飯田グループは供給棟数が圧倒的に多いため、希望エリア・予算・広さの条件を複数組み合わせても選択肢が豊富にあります。

物件数の多さは「比較できる」という点でも有利です。

同じ飯田グループの物件でも、棟数が多い分、良い物件と悪い物件を比較選択できます。

内覧を複数回行い、丁寧に選ぶことが後悔しない建売選びの第一歩です。

評判が割れる本当の構造

200件の口コミを読んで見えた結論があります。

飯田グループ・一建設への評価が割れる最大の理由は「期待値の差」です。

注文住宅や大手ハウスメーカーと同等の品質・保証・アフターサービスを期待して買った人が後悔し、「価格と立地を最優先に割り切って買った人」は満足しているというパターンが繰り返されています。

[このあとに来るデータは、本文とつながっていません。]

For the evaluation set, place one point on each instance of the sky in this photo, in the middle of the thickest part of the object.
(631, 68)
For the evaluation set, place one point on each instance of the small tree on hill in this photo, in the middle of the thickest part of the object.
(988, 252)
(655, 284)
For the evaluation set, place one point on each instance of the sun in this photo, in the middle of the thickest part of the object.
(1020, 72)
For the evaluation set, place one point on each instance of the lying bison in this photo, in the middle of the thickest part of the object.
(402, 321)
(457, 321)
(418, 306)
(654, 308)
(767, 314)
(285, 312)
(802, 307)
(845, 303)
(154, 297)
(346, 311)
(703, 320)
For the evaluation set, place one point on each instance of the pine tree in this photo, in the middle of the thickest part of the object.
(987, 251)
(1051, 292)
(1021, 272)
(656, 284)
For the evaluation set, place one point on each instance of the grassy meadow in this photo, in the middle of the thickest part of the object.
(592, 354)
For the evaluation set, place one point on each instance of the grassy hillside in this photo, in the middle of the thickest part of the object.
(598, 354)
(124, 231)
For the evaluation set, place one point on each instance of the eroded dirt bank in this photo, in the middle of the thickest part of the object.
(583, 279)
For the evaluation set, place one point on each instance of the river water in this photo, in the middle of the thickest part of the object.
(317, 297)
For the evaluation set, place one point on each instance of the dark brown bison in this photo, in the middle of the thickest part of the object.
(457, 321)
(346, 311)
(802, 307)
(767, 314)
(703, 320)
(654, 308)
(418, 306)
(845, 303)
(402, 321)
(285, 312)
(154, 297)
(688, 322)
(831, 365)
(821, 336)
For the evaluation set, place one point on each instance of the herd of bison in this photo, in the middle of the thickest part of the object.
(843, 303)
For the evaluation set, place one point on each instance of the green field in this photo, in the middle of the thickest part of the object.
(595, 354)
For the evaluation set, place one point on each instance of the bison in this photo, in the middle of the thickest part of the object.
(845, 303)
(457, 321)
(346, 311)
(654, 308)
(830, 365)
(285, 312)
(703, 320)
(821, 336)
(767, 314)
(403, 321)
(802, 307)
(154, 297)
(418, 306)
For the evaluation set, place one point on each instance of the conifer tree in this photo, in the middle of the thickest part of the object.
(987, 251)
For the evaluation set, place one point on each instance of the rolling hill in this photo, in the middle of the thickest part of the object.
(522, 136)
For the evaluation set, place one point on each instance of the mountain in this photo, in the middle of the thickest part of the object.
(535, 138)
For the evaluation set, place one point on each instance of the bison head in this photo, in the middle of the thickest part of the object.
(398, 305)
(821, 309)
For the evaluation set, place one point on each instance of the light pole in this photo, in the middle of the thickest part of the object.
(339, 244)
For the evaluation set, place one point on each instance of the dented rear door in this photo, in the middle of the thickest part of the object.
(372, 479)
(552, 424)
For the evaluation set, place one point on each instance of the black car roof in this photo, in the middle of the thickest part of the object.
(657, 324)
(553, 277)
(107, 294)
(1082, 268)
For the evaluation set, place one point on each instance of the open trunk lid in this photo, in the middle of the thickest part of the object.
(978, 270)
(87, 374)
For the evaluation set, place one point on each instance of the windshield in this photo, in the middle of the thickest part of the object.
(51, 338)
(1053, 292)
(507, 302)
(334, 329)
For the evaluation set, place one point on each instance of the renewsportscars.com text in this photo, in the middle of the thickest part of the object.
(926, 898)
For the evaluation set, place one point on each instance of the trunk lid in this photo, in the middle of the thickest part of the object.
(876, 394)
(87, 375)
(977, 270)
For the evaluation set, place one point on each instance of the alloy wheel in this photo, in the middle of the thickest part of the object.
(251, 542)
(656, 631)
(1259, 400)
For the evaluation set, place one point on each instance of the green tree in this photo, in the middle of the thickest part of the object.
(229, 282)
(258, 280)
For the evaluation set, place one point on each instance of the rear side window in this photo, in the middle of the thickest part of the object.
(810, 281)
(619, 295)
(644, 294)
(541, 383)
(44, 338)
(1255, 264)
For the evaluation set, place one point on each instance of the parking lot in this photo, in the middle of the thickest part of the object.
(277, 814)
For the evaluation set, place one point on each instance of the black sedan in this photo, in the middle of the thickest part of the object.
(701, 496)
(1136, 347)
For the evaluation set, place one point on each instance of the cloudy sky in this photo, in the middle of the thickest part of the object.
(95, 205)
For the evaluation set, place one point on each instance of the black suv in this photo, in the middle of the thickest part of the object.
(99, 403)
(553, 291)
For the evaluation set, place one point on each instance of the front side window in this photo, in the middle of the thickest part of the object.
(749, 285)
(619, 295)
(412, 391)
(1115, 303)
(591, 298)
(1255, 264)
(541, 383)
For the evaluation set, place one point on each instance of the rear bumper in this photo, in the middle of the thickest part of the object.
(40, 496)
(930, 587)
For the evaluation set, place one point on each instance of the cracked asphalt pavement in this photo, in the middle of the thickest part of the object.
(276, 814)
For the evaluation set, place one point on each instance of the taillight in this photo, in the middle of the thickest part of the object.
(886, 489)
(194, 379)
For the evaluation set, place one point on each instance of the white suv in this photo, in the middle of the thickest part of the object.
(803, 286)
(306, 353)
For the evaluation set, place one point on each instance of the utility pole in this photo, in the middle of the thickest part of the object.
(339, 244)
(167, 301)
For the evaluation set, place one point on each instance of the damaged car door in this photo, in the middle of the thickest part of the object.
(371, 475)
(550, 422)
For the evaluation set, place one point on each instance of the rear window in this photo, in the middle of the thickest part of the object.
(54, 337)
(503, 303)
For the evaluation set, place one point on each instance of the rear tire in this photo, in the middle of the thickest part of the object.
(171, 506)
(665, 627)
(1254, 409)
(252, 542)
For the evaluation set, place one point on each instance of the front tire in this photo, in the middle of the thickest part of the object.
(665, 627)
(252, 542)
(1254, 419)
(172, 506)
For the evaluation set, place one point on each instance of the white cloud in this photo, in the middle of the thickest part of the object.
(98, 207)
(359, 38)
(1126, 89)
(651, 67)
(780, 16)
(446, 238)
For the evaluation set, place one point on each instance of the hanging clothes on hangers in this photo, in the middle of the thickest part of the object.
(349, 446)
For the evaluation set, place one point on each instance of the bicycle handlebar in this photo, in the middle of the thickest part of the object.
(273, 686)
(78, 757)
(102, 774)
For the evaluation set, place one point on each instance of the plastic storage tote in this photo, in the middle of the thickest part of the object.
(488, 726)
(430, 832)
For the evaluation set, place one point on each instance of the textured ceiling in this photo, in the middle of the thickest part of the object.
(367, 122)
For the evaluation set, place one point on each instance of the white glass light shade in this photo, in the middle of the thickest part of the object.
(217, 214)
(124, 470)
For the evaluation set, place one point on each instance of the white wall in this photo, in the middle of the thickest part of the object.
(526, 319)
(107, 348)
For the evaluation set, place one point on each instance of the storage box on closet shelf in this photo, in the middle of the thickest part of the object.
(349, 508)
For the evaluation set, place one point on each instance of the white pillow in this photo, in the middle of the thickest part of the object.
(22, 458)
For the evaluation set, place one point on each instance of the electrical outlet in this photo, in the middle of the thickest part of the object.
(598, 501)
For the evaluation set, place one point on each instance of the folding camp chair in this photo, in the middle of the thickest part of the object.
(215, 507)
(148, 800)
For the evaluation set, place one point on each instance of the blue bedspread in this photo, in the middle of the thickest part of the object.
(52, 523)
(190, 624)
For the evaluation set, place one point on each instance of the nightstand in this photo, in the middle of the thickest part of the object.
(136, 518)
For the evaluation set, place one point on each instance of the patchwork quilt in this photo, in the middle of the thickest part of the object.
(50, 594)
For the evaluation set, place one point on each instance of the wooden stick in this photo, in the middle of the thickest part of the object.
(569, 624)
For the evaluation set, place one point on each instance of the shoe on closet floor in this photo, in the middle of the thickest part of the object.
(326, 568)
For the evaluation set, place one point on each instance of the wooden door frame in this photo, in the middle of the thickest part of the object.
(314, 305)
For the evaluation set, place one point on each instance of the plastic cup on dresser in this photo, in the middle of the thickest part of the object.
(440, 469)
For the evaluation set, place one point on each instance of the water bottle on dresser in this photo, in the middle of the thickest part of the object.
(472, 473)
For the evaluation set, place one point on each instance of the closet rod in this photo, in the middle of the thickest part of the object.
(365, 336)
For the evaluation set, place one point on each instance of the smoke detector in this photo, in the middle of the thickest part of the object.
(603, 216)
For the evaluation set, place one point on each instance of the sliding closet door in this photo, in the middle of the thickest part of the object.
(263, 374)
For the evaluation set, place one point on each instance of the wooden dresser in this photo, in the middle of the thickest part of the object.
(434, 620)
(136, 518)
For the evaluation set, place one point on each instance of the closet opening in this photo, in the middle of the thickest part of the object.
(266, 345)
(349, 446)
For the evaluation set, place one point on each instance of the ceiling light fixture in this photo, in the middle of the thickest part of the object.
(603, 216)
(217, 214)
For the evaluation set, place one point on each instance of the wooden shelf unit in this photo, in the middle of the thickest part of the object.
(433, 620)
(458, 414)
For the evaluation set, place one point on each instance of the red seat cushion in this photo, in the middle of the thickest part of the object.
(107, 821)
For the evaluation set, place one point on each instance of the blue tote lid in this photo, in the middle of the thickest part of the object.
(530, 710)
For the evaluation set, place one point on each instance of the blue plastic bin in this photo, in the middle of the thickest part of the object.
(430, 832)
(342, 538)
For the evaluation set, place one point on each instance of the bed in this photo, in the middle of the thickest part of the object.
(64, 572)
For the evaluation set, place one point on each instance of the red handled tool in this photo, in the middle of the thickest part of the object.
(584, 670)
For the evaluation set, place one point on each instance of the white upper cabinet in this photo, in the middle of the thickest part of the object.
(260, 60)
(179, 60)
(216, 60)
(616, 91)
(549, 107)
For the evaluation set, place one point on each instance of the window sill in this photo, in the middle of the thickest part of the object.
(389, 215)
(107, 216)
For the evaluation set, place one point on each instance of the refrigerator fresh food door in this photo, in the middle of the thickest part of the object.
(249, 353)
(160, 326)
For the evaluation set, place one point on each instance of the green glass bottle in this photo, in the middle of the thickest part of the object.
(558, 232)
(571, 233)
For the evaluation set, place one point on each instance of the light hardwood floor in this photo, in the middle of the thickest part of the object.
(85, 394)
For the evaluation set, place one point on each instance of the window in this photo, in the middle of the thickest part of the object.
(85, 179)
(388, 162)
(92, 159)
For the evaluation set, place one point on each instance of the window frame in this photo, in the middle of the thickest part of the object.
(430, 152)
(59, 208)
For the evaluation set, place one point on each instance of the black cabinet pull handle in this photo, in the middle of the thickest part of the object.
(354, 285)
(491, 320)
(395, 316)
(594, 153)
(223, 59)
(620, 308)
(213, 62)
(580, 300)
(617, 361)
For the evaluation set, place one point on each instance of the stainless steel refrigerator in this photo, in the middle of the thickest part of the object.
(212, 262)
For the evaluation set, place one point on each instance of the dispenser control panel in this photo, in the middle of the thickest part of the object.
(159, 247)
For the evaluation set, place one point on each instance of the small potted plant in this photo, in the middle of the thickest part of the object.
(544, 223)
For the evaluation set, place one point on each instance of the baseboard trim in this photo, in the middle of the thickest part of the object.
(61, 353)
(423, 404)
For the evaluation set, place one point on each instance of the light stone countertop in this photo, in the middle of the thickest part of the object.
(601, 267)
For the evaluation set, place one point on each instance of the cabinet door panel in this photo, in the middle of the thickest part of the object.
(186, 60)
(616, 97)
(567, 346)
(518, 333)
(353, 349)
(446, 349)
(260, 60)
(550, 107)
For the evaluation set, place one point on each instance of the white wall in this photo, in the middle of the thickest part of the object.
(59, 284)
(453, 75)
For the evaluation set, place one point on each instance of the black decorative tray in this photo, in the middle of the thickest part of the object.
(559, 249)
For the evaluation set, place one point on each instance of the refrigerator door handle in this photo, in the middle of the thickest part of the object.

「飯田グループがやばいかどうか」という問いの答えは、あなたが何を優先しているかによって変わります。

価格・立地優先なら強い選択肢です。性能・保証・アフターサービス優先なら、他社と比較する価値があります。

自分はどちらのタイプか。

それを判断するための基準を次の章で整理します。

飯田グループ・一建設が向いている人・向いていない人

この章のポイント
  • 向いている人の条件
  • 他のハウスメーカーを選ぶべき人の条件
  • 後悔しない購入のための3つのチェックポイント

飯田グループ・一建設が向いている人の条件

200件の口コミと業界データを調査した結果、以下の条件に当てはまる方に向いています。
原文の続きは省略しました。